Equal remuneration (pay)
The principle of equal pay for work of equal value means that rates and types of remuneration should be based not on an employee's sex but on an objective evaluation of the work performed. This is a fundamental women workers' right, widely acknowledged and implemented in national legal systems. Statistics and research indicate, however, a persisting pay differential between the sexes which has only slightly decreased in recent years. On average worldwide, women's income per hour is about 75 per cent of men's.
There are several major reasons for these differences in earnings. Jobs done by the majority of women are classified at lower levels. Differences arise in skills and qualifications, seniority, and sectors of employment. Women are highly concentrated in "flexible" work such as part-time, piece-rate or temporary work, which are poorly paid. Women work fewer overtime hours than men. Finally, discrimination with respect to pay, access to and promotion in employment is presumed to be an important factor in the gender pay gap.
The principle of equal pay for work of equal value can be implemented by some practical measures:
Programmes and other measures should be adopted in the workplace to implement the principle of equal remuneration. It should specifically be ensured that:
Part-time and hourly employees should be compensated in all types of remuneration on an equal basis with full-time employees, proportional to the number of hours they work.

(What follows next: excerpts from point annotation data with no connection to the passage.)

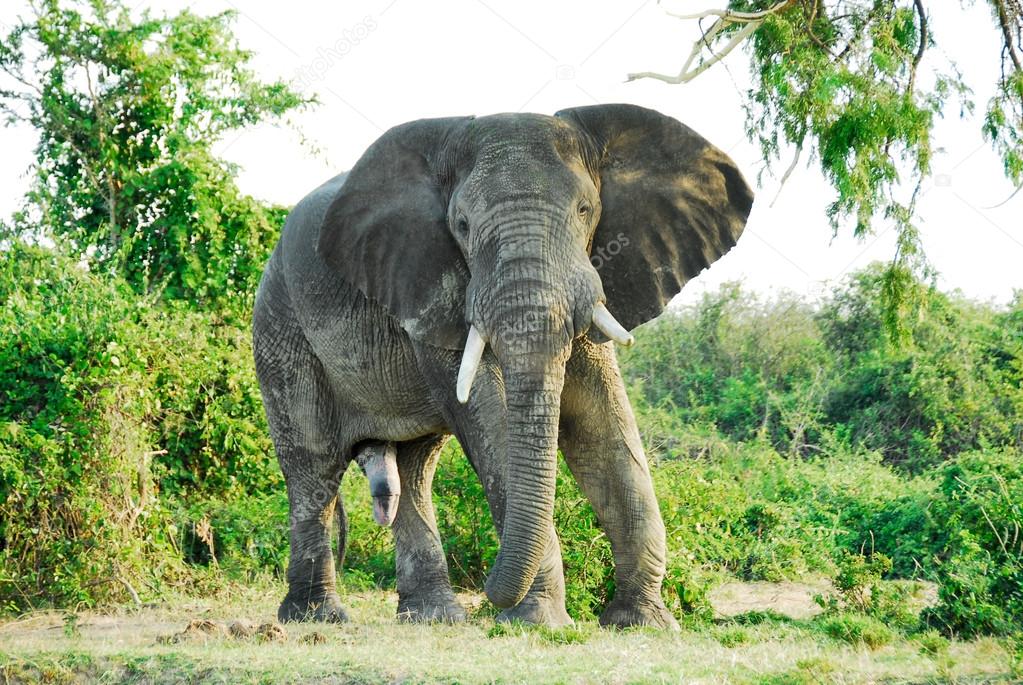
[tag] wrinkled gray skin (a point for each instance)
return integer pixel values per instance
(517, 224)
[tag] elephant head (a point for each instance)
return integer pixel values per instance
(524, 232)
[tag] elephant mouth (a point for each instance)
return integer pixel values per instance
(476, 344)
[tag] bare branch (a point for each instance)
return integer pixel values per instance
(788, 173)
(1007, 33)
(725, 17)
(919, 4)
(732, 16)
(687, 75)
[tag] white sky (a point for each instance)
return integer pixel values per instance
(375, 63)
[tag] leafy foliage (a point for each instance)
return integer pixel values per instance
(846, 83)
(108, 408)
(127, 111)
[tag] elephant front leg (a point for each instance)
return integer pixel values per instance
(601, 443)
(312, 592)
(425, 593)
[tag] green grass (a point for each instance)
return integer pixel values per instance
(126, 646)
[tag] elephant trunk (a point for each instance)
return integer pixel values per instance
(530, 329)
(533, 411)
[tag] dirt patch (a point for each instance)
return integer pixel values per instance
(271, 633)
(199, 630)
(792, 599)
(241, 629)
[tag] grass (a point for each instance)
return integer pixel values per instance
(127, 646)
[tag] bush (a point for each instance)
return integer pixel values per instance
(107, 405)
(980, 563)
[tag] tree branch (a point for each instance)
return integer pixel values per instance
(919, 4)
(685, 75)
(1007, 33)
(732, 16)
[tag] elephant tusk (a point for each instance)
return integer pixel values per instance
(610, 326)
(470, 363)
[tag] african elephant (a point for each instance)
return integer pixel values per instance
(464, 278)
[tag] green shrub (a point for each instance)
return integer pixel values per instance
(108, 405)
(980, 566)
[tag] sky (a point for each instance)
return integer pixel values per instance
(375, 63)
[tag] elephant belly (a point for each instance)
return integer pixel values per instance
(379, 389)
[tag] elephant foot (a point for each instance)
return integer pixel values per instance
(537, 612)
(628, 613)
(326, 609)
(443, 609)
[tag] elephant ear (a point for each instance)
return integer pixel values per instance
(672, 204)
(386, 232)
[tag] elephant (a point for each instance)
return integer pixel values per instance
(470, 276)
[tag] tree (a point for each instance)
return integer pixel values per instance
(127, 112)
(839, 79)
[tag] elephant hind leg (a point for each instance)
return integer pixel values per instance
(303, 422)
(425, 593)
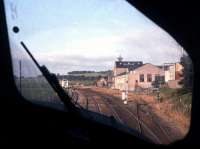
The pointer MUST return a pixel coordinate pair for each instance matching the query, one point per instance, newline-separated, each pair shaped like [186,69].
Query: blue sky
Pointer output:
[69,35]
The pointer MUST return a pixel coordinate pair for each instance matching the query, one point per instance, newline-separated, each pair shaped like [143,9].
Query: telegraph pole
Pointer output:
[20,75]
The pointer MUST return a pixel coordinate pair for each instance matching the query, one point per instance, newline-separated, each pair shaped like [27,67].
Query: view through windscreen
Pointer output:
[109,58]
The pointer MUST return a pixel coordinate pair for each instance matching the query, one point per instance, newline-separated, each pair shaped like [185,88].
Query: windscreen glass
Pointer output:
[108,57]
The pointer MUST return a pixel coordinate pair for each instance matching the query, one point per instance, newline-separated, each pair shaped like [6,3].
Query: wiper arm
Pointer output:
[53,81]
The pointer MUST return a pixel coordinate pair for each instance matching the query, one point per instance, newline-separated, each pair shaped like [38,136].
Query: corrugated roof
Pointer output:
[131,65]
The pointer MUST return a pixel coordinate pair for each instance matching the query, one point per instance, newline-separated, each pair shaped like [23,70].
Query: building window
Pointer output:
[141,77]
[149,77]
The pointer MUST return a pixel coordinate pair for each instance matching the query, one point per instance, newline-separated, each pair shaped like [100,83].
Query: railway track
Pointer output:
[134,117]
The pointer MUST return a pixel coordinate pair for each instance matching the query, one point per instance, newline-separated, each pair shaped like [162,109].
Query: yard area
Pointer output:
[175,107]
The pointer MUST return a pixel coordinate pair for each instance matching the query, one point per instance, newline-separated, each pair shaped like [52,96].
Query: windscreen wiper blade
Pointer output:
[53,81]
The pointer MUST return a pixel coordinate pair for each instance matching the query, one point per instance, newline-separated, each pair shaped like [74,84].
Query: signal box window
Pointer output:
[141,77]
[149,77]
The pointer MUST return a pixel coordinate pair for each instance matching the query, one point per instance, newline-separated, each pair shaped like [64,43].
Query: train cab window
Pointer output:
[92,46]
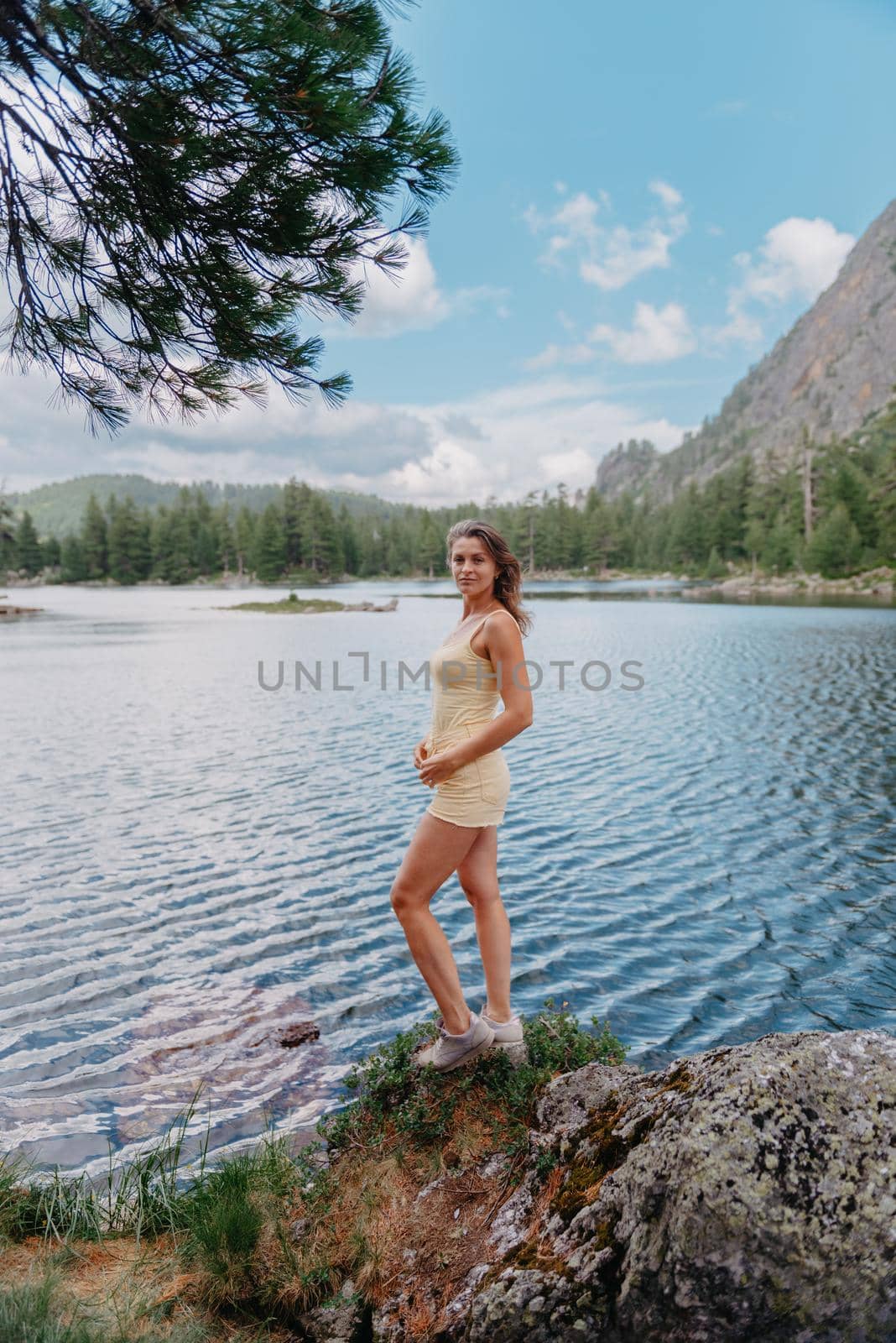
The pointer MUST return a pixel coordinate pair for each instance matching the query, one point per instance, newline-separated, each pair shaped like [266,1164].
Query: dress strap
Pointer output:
[484,618]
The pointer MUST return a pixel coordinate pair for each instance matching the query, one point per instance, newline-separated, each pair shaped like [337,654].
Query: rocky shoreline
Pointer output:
[742,1193]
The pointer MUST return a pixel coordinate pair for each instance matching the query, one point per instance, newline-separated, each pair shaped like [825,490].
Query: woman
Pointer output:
[481,661]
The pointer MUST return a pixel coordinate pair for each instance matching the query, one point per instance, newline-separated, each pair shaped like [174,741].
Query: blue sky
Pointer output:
[649,195]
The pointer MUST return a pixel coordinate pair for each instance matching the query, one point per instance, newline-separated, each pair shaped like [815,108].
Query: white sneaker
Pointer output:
[508,1034]
[450,1052]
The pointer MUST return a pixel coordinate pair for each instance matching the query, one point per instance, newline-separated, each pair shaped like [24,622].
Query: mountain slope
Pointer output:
[832,368]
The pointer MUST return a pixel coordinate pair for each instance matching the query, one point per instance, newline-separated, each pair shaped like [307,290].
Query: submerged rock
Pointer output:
[746,1193]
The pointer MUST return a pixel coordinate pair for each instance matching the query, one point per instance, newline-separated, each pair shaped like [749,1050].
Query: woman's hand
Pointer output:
[420,752]
[439,767]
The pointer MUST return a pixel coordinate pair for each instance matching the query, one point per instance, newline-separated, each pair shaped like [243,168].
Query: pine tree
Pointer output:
[7,534]
[208,171]
[128,557]
[268,559]
[94,541]
[71,561]
[27,547]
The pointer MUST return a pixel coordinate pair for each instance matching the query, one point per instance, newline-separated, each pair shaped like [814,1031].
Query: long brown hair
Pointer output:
[508,581]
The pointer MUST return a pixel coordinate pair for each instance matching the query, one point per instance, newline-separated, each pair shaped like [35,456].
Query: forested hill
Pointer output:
[832,368]
[60,507]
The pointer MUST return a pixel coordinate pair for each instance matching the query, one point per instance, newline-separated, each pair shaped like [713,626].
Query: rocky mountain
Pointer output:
[835,367]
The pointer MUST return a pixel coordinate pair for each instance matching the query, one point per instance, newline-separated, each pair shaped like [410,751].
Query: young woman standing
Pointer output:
[461,758]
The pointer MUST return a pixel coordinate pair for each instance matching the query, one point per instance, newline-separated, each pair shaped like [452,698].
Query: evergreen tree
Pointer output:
[240,163]
[244,539]
[347,543]
[294,507]
[71,561]
[94,541]
[836,546]
[29,555]
[7,534]
[128,555]
[51,552]
[268,559]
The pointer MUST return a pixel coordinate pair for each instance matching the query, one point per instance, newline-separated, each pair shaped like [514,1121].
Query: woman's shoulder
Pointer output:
[497,619]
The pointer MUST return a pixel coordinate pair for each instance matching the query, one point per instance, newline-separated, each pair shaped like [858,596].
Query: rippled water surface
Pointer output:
[190,861]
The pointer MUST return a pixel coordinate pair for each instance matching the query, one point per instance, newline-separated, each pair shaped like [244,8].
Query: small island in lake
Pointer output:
[293,604]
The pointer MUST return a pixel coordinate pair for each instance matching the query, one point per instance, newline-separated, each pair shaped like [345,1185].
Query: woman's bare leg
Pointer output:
[434,853]
[477,876]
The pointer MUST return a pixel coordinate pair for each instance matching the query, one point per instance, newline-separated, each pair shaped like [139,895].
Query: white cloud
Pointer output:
[609,257]
[669,195]
[534,434]
[508,441]
[409,301]
[656,335]
[799,259]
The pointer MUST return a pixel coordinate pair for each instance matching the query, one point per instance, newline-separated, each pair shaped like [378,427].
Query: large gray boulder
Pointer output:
[746,1193]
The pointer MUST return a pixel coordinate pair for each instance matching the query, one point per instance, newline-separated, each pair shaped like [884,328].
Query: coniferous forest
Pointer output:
[829,512]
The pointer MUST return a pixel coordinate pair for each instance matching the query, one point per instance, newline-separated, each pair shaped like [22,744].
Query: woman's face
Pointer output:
[472,567]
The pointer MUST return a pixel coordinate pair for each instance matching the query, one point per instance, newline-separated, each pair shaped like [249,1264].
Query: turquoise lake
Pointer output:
[192,861]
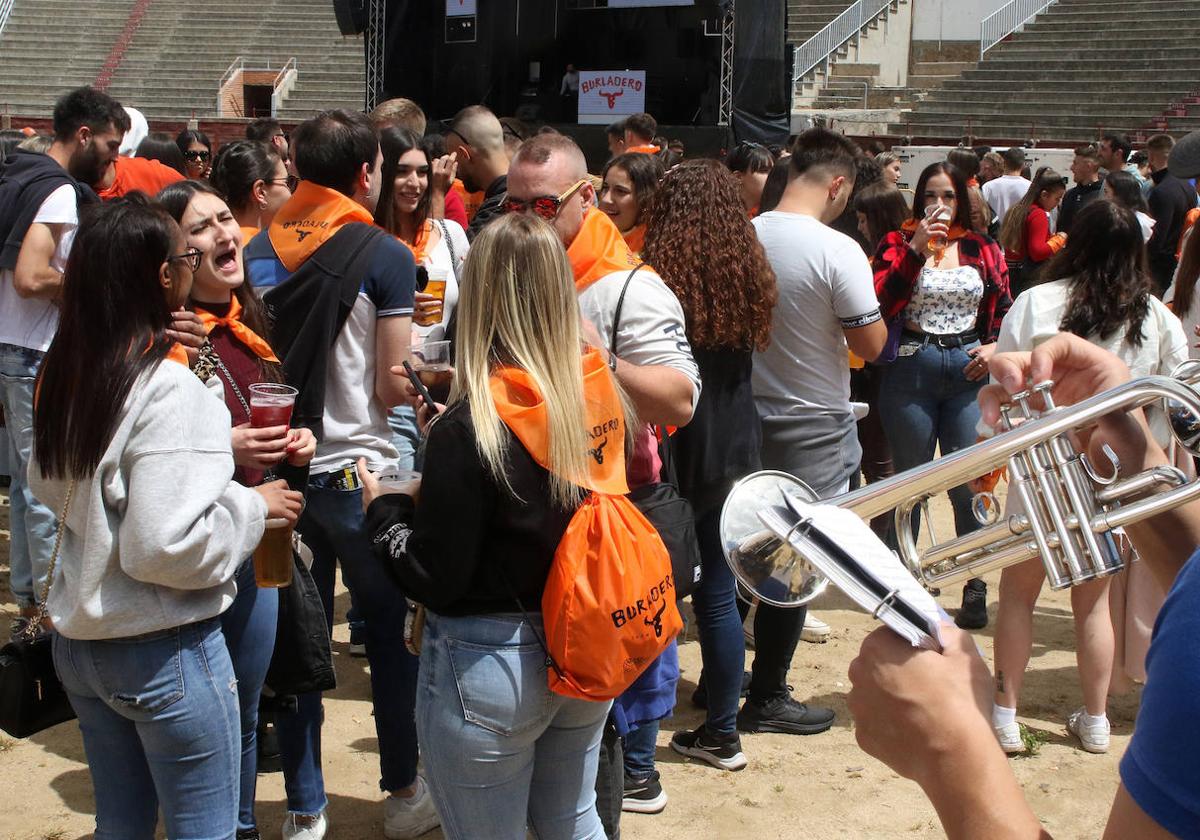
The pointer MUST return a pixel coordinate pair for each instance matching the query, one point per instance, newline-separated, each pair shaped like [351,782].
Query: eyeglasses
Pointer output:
[192,256]
[546,207]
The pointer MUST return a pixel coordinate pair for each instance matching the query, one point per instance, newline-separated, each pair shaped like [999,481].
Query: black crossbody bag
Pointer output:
[670,513]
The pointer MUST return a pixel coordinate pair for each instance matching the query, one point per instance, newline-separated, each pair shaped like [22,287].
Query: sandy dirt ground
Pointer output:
[811,787]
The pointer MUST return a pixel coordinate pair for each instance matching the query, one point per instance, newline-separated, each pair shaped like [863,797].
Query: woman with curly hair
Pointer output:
[708,255]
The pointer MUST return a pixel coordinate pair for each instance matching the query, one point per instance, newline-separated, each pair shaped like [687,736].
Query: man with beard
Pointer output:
[40,199]
[477,138]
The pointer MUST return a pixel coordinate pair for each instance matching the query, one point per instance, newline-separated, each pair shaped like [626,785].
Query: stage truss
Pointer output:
[373,37]
[725,108]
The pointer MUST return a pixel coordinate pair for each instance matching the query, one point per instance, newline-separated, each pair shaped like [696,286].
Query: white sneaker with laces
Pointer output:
[1093,737]
[815,630]
[303,827]
[412,817]
[1009,737]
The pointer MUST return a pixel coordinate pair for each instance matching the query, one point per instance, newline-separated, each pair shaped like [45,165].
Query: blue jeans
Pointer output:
[159,717]
[723,647]
[33,525]
[927,401]
[249,627]
[637,749]
[499,748]
[334,527]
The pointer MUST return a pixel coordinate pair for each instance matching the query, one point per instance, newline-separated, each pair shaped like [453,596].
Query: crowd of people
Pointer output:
[678,322]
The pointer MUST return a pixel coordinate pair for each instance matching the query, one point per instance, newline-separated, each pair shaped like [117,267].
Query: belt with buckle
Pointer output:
[948,340]
[347,478]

In the European Union (EU), the principle of pay equality was laid down in the Treaty of Rome of 1956 and further developed through Council Directive 75/117/EEC of 1975. According to these provisions, the principle of equal pay applies to wages and any other consideration, whether in cash or in kind, which the worker receives, directly or indirectly, in respect of his or her employment. The European Court of Justice, whose case law is directly applicable in all the EU Member States, has also had a strong impact on the situation of women workers. In a large number of rulings, it extended the concept of equality to access and contributions to occupational pension schemes, as well as payments from these schemes, temporary payments after cessation of the work relationship, maintenance of salary in case of sickness, severance allowances, and so on.